Mille et une miettes de Thomas Scotto et Madeleine Pereira Aux éditions du Pourquoi Pas ?


Mille et une miettes
1. Sur le canapé. Tranquille. Le paquet de cookies est bien éventré. J e regarde les miettes. C’est trépidant une vie de petite miette un mercredi après–midi. Déjà parce qu’elle est rarement toute seule… Enfin, rarement j’arrive à ne faire tomber qu’une solitaire quand je mange. Non, la miette, ça vit en famille ou entourée d’amis. Et puis, partout c’est sa maison : entre les coussins, sur un coin de tapis, dans un revers de pantalon. Là où elle tombe c’est son territoire. Ça craint rien la miette… ou juste l’aspirateur. Et un petit frère de deux ans, bien sûr, quand il passe par là et qu’il bave sur son doigt pour grappiller tout ce qu’il peut. Moi, côté pagaille, je veux même pas décevoir une miette ! Si un jour je gagne un grand prix dans ma vie, ce sera sans doute celui–là : le prix du meilleur désordre !

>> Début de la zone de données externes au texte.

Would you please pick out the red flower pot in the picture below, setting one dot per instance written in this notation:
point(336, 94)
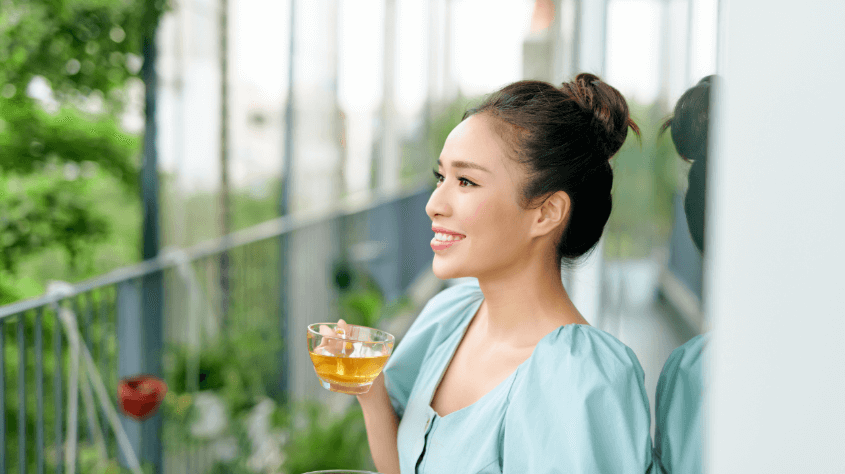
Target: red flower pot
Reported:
point(141, 395)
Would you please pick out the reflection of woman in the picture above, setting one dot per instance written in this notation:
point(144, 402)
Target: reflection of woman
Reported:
point(679, 397)
point(505, 375)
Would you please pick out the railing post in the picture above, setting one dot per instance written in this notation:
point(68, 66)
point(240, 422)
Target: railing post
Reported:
point(129, 352)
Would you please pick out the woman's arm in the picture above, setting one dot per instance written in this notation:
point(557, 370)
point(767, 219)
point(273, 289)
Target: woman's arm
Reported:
point(382, 427)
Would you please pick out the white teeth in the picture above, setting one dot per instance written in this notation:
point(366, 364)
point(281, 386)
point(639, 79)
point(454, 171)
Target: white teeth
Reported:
point(447, 237)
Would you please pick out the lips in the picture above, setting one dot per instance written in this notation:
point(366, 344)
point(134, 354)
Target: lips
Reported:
point(445, 238)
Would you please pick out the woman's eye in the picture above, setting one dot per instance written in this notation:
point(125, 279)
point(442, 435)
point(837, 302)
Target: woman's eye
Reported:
point(438, 177)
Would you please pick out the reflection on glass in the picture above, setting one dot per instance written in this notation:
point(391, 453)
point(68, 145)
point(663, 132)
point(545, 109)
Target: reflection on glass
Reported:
point(680, 389)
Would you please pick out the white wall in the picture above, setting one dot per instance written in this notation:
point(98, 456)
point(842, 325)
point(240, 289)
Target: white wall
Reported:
point(774, 284)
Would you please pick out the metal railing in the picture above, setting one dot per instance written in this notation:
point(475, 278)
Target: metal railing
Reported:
point(277, 268)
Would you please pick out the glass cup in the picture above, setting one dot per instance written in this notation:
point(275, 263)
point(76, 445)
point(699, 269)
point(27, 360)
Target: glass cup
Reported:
point(340, 471)
point(347, 361)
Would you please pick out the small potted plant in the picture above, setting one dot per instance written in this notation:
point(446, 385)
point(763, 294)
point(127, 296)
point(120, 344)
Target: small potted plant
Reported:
point(141, 395)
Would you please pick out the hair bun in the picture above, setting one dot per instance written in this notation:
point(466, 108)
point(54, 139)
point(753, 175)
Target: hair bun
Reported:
point(609, 111)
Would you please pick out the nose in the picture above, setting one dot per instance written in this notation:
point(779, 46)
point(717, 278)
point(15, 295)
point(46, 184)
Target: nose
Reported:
point(438, 203)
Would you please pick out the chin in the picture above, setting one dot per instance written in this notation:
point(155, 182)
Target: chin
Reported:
point(445, 271)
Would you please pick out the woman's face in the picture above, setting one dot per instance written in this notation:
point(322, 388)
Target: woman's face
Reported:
point(480, 228)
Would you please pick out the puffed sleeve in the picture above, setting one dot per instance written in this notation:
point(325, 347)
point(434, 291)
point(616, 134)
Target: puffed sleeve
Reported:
point(580, 407)
point(442, 315)
point(678, 410)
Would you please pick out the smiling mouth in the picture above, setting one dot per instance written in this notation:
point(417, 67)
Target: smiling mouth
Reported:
point(443, 241)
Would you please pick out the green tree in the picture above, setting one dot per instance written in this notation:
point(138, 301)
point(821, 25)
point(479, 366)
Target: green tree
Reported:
point(87, 53)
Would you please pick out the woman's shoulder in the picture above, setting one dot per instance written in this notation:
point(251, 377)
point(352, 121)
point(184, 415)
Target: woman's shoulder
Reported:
point(449, 302)
point(583, 357)
point(445, 312)
point(685, 361)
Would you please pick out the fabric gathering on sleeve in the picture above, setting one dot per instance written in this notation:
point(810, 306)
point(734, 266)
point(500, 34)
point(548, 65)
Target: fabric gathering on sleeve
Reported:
point(435, 322)
point(678, 410)
point(580, 406)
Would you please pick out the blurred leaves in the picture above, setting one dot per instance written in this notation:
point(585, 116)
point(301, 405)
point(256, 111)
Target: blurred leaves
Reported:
point(326, 442)
point(78, 46)
point(29, 137)
point(66, 71)
point(46, 211)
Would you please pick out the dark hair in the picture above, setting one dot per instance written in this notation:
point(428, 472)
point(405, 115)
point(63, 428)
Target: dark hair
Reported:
point(564, 137)
point(689, 123)
point(690, 126)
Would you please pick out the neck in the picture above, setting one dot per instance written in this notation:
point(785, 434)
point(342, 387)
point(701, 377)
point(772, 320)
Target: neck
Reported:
point(521, 305)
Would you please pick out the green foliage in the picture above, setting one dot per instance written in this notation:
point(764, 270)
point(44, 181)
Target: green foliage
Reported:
point(78, 46)
point(87, 53)
point(361, 300)
point(326, 442)
point(31, 137)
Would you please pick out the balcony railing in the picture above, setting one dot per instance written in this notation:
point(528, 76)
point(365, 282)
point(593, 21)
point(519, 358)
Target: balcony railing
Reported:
point(280, 279)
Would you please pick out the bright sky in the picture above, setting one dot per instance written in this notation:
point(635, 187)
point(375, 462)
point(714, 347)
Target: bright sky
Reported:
point(486, 53)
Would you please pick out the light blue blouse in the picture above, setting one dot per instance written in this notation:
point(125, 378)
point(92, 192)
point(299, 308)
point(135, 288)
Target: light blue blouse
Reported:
point(678, 410)
point(577, 405)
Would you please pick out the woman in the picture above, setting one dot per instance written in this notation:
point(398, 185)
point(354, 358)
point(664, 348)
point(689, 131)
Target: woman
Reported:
point(506, 375)
point(679, 397)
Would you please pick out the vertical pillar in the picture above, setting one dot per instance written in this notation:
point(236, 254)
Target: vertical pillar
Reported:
point(389, 169)
point(774, 259)
point(151, 333)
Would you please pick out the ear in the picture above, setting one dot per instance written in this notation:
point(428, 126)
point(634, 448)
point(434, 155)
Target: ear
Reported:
point(551, 215)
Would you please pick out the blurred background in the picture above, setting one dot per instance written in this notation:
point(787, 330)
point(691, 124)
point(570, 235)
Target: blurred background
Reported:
point(190, 183)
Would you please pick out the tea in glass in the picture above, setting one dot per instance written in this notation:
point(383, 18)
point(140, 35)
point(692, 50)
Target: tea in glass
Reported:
point(348, 361)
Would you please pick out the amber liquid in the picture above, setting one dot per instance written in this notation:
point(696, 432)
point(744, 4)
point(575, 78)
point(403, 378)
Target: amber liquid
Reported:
point(348, 371)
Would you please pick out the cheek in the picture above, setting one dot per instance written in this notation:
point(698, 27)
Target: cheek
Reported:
point(479, 213)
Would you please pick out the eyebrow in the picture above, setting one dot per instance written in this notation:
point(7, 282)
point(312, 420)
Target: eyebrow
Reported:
point(465, 164)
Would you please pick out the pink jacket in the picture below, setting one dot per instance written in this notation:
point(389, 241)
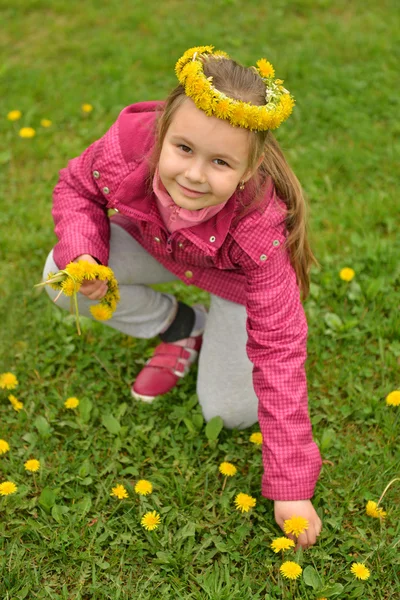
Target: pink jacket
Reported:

C’était pourtant marqué « ouverture facile » sur toutes les faces de l’emballage mais moi, c’est simple, je la trouve jamais leur facilité. C’est plutôt dommage ! Tous les jours, il y a des « ingénieurs en ouverture » qui se cassent le cerveau pour nous faciliter le truc, je veux dire, c’est leur métier et personne n’y pige rien ! Jamais. Tout le monde finit toujours par arracher le carton en serrant les dents. Parce que le souci, c’est que l’ingénieur il a les plans dans sa tête et que nous… on est pas dans la tête de l’ingénieur. Résultat : tapis de miettes à volonté ! Et vraiment c’est pas de ma faute ! Peut–être ça fait trois heures que moi aussi je suis posée là. Une miette de plus sur le canapé ! Maman préciserait : trois heures que je suis « devenue » canapé. Elle me regarderait avec des yeux qui soupirent. Je lui montrerais que j’ai réparé mon étagère, comme promis, peut–être même vidé le lave–vaisselle, si ça se trouve. Et, en me poussant un peu, elle viendrait s’asseoir pour me montrer ses nouveaux croquis de carnet. Ses prochains dessins pour une revue, pour un livre ou pour une affiche. Elle finirait par exploser parce que « une nouvelle loi est passée en force et pourquoi je suivrais une loi que je n’ai pas acceptée ?!». Ma mère est lionne ascendant volcan. Trois heures que la télé est allumée et je peux même pas dire que je la regarde vraiment. Enfin, pas seulement… J’essaie surtout toutes les applications de mon premier téléphone ! Je réconforte une histoire d’amour par texto, j’aide à choisir le cadeau collectif pour l’anniversaire des jumelles, j’enchaîne les compilations de vidéos de chat à mourir de rire et je joue à Bubble shooter, histoire de passer le temps. Aux vacances d’hiver, faut pas m’en demander plus. Une chanson passe pour la troisième fois sur l’écran. Je relève la tête et pour la troisième fois, c’est le même clip. En noir et blanc. Un peu vieilli. Ça dit : « On a gardé les yeux fermés trop longtemps / trop longtemps. Les yeux fermés La nuit s’attarde Mais maintenant : regarde ! ». Pile à cet instant, maman entre. Elle fait claquer la porte derrière elle et l’air qui siffle entre ses dents raconte autre chose que de la joie.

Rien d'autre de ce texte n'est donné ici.